Saturday, December 13, 2025

Russian Oil Companies Should Use Siberian Rivers to Export Their Production, Verkhoturov Says

Paul Goble

            Staunton, Dec. 11 – Rather than waiting for the construction of pipelines or railways, Russian oil companies should ship their production via Siberian rivers to the Arctic where the oil can be transferred to ships and sent either eastward to the Pacific rim countries or westward toward Europe, Dmitry Verkhoturov says.

            These rivers are deep enough and wide enough for ships to carry oil at less cost per ton per kilometer than even pipelines, the Siberian economic reporter says; but up to now, Russian oil company executives have not exploited this route, although they will likely have to if oil increasingly is found far from existing pipeline routes (sibmix.com/?doc=19182).

            In addition to the lack of interest among oil company executives, Verkhoturov’s proposal faces two other major challenges: the fear of Russia’s growing environmental movement that such transit will lead to accidents and the contamination of these rivers and the problems Moscow is having with keeping ports where these rivers empty into the Arctic ice free.

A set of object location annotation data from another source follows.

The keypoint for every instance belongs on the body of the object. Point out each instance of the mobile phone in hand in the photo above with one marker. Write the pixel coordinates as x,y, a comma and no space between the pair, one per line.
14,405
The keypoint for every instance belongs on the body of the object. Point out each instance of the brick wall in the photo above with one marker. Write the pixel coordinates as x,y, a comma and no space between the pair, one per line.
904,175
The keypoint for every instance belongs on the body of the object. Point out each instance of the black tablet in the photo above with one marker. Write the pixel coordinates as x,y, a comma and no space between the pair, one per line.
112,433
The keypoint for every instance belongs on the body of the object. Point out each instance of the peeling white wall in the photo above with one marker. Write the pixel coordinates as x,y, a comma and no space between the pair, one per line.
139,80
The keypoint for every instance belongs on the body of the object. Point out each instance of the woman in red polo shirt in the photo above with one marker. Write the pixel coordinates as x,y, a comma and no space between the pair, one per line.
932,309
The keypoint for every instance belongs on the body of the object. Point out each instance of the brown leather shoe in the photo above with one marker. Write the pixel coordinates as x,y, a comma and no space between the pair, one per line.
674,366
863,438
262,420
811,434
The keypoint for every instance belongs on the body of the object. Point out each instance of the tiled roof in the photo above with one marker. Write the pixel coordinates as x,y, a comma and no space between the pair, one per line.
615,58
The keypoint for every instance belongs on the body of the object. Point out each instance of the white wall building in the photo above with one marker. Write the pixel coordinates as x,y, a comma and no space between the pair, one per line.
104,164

            There has been a great deal of attention to the potential environmental impact of such use of Siberia’s rivers (https://windowoneurasia2.blogspot.com/2025/04/russians-want-to-develop-arctic-but.html). There has been much less to the problems of ice in ports where the rivers reach the Arctic.

            But that is now becoming a major issue. Even as Moscow officials are celebrating that for the first time ever, Russia has eight nuclear icebreakers on the Northern Sea Route (arctic.ru/infrastructure/20251211/1065451.html), smaller Russian icebreakers aren’t available to keep key ports there ice free and open for navigation.

            The Barents Observer reports that a Russian tanker had to give up on making a planned stop at the port where the Ob flows into the Arctic because no Russian icebreaker was available to open a channel (thebarentsobserver.com/news/shadow-tanker-blocked-by-arctic-sea-icenbsp/442007).

            The lack of a sufficient number of icebreakers capable of keeping ports open is not only yet another reason why Verkhoturov’s proposal is unlikely to go anywhere but also why nuclear icebreakers alone are unlike to be sufficient to solve the NSR’s ice problems however impressive they appear and however often Moscow officials point to them as a kind of salvation.